Whether or not the DEA was violating the rights of people whose records were searched, were its agents engaged in multiple acts of perjury and its higher ups in large scale suborning of perjury by deliberately misrepresenting to courts the source of evidence introduced at trial? The usual oath is to tell the truth, the whole truth, and nothing but the truth, which it seems obvious they were not doing. Is it sufficient that they did not make any direct statements that were false, supposing that to be the case?

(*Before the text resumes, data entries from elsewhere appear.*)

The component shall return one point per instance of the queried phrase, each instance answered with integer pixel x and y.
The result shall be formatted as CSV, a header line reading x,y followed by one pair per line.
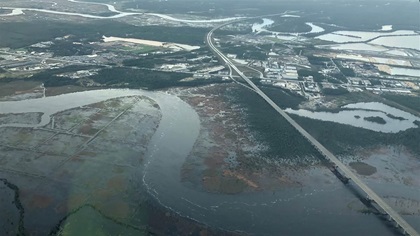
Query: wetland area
x,y
186,154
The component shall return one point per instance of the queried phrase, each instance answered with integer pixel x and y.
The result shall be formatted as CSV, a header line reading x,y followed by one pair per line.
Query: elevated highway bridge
x,y
339,167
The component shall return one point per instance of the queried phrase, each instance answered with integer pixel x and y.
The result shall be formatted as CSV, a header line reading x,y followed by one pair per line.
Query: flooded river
x,y
320,203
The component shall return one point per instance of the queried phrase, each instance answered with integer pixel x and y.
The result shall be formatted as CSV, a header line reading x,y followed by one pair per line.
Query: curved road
x,y
345,171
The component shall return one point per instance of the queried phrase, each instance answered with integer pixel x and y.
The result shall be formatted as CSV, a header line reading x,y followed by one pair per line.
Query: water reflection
x,y
355,114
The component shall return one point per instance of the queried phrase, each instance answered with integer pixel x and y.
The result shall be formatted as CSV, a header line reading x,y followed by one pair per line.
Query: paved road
x,y
344,170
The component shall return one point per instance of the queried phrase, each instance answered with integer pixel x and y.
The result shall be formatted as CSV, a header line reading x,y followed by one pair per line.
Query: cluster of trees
x,y
343,139
375,119
284,141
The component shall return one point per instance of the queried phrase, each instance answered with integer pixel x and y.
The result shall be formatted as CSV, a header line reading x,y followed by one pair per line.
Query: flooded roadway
x,y
320,206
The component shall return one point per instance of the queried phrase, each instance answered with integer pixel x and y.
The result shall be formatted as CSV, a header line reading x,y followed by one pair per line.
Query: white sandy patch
x,y
151,43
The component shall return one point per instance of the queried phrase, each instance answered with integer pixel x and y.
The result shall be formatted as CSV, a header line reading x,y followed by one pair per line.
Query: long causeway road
x,y
344,170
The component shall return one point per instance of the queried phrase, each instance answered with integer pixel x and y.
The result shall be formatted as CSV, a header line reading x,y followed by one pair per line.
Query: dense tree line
x,y
284,141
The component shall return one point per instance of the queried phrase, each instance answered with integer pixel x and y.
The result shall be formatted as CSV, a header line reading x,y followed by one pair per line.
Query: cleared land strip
x,y
407,229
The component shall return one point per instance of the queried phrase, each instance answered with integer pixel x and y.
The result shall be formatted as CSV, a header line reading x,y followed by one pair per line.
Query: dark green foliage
x,y
283,98
395,117
284,141
375,119
343,139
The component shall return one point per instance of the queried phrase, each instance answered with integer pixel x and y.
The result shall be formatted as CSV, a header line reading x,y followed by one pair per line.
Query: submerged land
x,y
116,118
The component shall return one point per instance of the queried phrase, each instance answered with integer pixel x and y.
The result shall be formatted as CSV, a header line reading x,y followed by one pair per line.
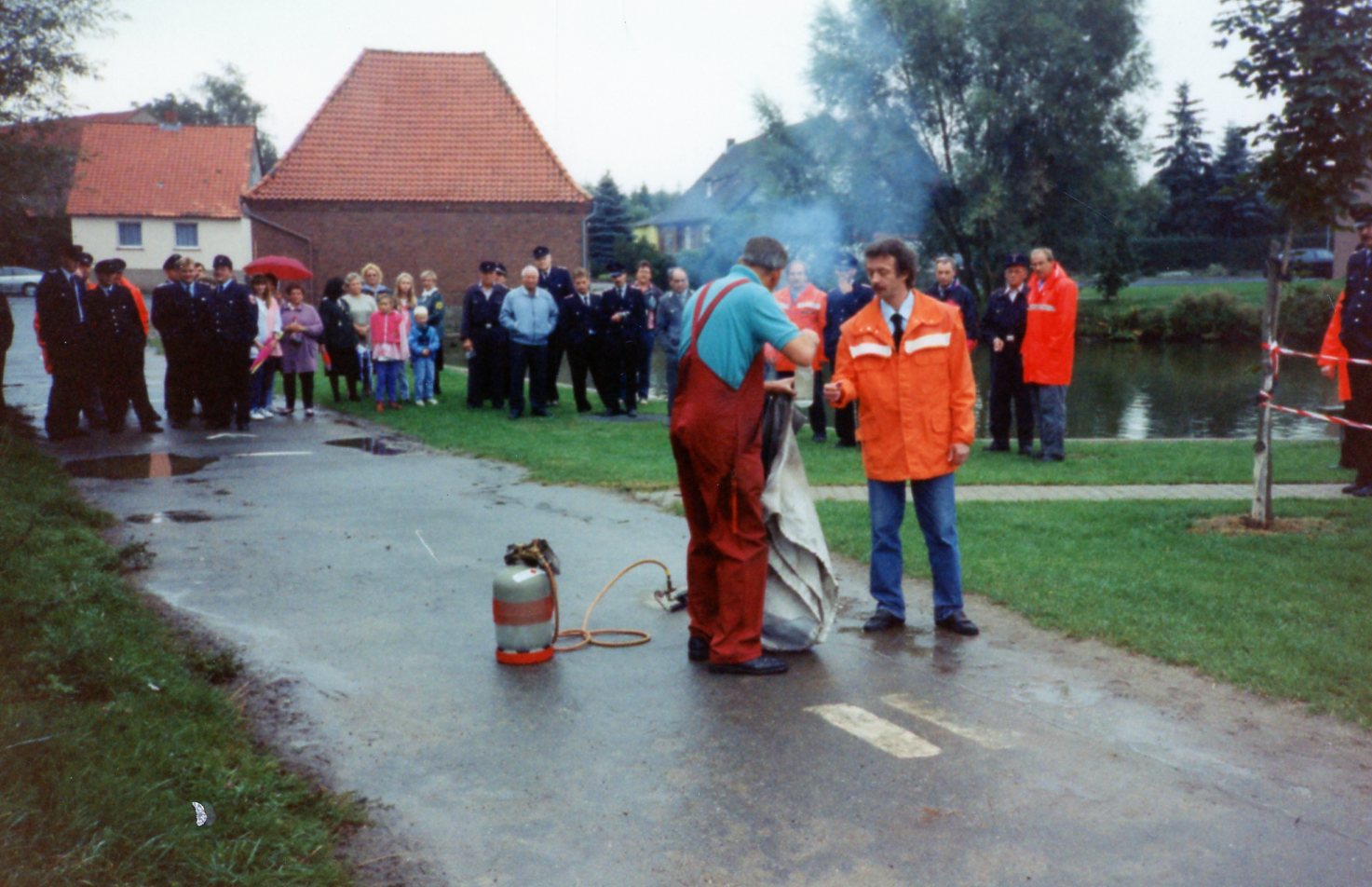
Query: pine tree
x,y
608,224
1184,168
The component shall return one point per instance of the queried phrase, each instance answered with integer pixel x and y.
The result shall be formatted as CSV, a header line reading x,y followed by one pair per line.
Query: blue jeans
x,y
1050,415
423,378
387,371
937,515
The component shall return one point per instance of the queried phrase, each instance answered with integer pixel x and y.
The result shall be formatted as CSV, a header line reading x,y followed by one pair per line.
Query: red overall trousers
x,y
718,438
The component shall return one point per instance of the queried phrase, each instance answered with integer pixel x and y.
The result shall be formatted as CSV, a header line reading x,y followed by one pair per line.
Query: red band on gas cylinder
x,y
523,613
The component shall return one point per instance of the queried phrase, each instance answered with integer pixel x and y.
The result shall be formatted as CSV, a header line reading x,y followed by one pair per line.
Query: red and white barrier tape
x,y
1265,400
1273,347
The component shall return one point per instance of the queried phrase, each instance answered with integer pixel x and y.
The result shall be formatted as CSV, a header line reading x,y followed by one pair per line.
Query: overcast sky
x,y
647,89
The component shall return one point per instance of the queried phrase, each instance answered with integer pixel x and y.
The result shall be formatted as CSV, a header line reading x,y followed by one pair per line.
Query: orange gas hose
x,y
586,635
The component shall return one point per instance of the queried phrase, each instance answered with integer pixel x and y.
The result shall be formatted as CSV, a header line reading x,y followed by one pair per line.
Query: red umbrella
x,y
283,266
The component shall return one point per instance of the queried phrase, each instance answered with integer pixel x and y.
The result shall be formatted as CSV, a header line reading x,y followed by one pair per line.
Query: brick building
x,y
419,159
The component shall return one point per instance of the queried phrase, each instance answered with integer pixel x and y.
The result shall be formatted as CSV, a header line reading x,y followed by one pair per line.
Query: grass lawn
x,y
570,449
1281,614
112,727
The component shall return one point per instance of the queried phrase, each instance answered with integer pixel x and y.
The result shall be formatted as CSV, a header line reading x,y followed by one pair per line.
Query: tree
x,y
1313,55
1184,168
1236,208
37,55
1026,109
224,101
608,223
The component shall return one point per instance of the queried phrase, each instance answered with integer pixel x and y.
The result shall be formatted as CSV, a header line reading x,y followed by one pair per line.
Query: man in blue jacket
x,y
528,315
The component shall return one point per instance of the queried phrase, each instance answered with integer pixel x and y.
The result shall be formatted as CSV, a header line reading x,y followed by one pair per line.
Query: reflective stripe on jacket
x,y
914,402
1052,330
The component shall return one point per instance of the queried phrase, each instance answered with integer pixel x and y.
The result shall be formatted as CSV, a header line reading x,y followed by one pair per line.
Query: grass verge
x,y
112,727
1279,614
637,457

Is there some way of bringing before the court system the question of whether mass wiretapping by the NSA was or was not constitutional, now that the legal basis for it has been made public? Could someone sue to enjoin them from continuing their activities or to require them to destroy data collected (arguably) illegally? Who would have standing—anyone whose phone data might have been collected? If such a suit succeeded, are there any legal consequences for past activities, civil or criminal?

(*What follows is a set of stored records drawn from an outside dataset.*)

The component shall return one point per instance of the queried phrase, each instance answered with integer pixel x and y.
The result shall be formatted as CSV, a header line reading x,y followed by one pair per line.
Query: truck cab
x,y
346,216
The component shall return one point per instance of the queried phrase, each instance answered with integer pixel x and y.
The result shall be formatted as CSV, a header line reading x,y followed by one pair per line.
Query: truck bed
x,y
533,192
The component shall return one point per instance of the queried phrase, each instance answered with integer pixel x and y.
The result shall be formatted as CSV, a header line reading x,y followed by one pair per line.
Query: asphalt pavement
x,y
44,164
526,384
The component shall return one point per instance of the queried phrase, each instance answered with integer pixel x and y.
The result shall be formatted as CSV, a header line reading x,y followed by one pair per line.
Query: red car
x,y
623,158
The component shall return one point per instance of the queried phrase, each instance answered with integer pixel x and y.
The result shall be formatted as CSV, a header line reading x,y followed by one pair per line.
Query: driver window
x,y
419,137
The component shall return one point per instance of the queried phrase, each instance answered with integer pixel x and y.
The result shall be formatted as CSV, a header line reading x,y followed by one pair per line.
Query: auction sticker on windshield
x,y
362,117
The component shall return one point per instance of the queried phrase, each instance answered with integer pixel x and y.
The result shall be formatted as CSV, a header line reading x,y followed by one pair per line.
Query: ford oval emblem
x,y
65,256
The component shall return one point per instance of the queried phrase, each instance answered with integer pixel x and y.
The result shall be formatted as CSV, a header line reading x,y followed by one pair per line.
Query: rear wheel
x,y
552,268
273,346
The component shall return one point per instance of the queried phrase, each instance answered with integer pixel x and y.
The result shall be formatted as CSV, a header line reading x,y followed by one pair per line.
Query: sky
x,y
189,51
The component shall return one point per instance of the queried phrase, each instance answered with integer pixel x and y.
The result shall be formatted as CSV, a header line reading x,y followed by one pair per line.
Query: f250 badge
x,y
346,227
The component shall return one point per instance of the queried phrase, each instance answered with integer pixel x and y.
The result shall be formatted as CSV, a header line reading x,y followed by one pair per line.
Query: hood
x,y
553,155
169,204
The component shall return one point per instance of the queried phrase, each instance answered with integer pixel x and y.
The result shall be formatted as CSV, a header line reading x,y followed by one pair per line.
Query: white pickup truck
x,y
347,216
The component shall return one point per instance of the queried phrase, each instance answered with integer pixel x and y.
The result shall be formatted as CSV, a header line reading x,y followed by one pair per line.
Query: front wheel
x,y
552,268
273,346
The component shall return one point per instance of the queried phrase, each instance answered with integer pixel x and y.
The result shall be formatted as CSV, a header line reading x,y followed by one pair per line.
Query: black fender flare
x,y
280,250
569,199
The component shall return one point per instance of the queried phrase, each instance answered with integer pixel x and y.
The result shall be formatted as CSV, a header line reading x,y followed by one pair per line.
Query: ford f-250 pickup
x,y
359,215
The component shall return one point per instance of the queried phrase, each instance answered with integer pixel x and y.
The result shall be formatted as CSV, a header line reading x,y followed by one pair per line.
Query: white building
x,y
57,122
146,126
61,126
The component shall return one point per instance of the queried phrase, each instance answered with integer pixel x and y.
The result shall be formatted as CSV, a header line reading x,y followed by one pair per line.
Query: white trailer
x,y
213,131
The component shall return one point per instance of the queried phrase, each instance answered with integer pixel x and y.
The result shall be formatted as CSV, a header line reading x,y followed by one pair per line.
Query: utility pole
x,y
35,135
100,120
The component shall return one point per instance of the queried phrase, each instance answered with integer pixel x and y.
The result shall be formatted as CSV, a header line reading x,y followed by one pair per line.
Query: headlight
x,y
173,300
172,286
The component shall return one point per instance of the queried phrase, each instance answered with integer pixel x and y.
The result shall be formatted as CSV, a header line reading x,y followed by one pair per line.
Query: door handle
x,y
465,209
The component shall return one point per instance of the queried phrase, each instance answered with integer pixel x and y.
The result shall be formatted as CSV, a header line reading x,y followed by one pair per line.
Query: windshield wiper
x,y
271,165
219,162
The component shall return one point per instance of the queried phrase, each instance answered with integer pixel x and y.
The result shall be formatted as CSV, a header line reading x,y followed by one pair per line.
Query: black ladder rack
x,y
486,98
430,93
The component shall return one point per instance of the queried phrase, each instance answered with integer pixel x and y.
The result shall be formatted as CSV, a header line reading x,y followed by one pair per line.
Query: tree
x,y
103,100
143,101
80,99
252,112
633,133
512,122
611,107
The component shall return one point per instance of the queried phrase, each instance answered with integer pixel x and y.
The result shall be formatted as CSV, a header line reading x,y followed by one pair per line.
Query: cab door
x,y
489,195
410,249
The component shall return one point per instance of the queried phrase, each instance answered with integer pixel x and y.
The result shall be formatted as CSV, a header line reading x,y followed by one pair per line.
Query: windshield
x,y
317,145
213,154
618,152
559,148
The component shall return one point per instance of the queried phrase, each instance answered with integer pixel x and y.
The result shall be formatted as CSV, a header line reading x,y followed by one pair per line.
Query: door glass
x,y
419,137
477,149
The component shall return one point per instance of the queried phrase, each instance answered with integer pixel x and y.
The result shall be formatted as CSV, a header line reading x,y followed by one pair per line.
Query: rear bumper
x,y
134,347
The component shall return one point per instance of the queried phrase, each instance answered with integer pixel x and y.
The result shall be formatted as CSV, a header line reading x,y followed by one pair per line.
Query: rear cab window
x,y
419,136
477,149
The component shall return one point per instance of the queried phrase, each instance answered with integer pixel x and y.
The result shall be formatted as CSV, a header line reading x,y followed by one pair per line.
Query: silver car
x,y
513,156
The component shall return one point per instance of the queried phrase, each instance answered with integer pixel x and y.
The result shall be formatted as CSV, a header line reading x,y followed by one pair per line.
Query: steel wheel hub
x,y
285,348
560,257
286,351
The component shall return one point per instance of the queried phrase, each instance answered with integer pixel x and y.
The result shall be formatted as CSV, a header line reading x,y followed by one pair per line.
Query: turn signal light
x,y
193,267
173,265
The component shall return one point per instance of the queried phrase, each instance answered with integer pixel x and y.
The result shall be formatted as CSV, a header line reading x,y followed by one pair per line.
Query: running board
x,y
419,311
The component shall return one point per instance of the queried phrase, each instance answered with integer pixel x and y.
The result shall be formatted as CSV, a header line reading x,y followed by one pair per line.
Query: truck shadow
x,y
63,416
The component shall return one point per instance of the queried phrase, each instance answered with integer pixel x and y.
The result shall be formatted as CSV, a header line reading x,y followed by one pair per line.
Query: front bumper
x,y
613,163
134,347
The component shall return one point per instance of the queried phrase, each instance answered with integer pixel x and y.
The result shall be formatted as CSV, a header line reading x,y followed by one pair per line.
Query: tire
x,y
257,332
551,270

One obvious problem in this situation is that criminal prosecution is controlled by the state. The Director of National Intelligence has confessed to committing perjury, although not in those words, but there appears to be zero chance that he will be indicted for it. Could federal officials be charged at the state level with violations of state wiretapping laws, supposing there are any? Sued in a civil case?

As should be obvious, I have no clear idea what legal recourse there is if, as seems entirely possible, various parts of the government have been doing things they had no legal right to do. But perhaps someone else does.

Sunday, September 01, 2013

Ignorance, Rhetoric, or Am I Missing Something?

"Bashar al-Assad now joins the list of Adolf Hitler and Saddam Hussein who have used these weapons in time of war," Kerry said.
(multiple news stories)
It is unclear from the stories whether Kerry's reference was specifically to Sarin gas, which is what Assad's forces apparently used, or to poison gas more generally. If the latter, his list ought to have included Woodrow Wilson, Lloyd George, and Kaiser Wilhelm, since mustard gas was used by both sides in World War I. It was not, however, used by either side in WWII.

If Kerry was referring to Sarin gas in particular, there is a different problem. As best I can tell, Hitler's government manufactured Sarin gas during WWII but never used it. After the end of the war it was also manufactured (but not used) by both the U.S. and the USSR. It is possible that Kerry is aware of some use of Sarin by the Nazis that my web search on the subject missed. But my guess is that he simply did not bother to check his historical facts before giving in to the temptation to link Assad to Hitler.

P.S. Some commenters point out that Kerry might have been referring, not to the use of poison gas in warfare, but to the use of poison gas to kill people while a war was going on, something of which Hitler was guilty. One problem with that interpretation, aside from the use of gas in warfare in WWI, is that the U.S. has used gas for executions since the 1920's. So if that was his point, his list should have included FDR, Truman and Eisenhower, as well as the heads of state of a considerable number of other countries.

What I find disturbing about this incident is not that Kerry was demonstrating either historical ignorance or deliberate dishonesty but that practically nobody seems to have noticed.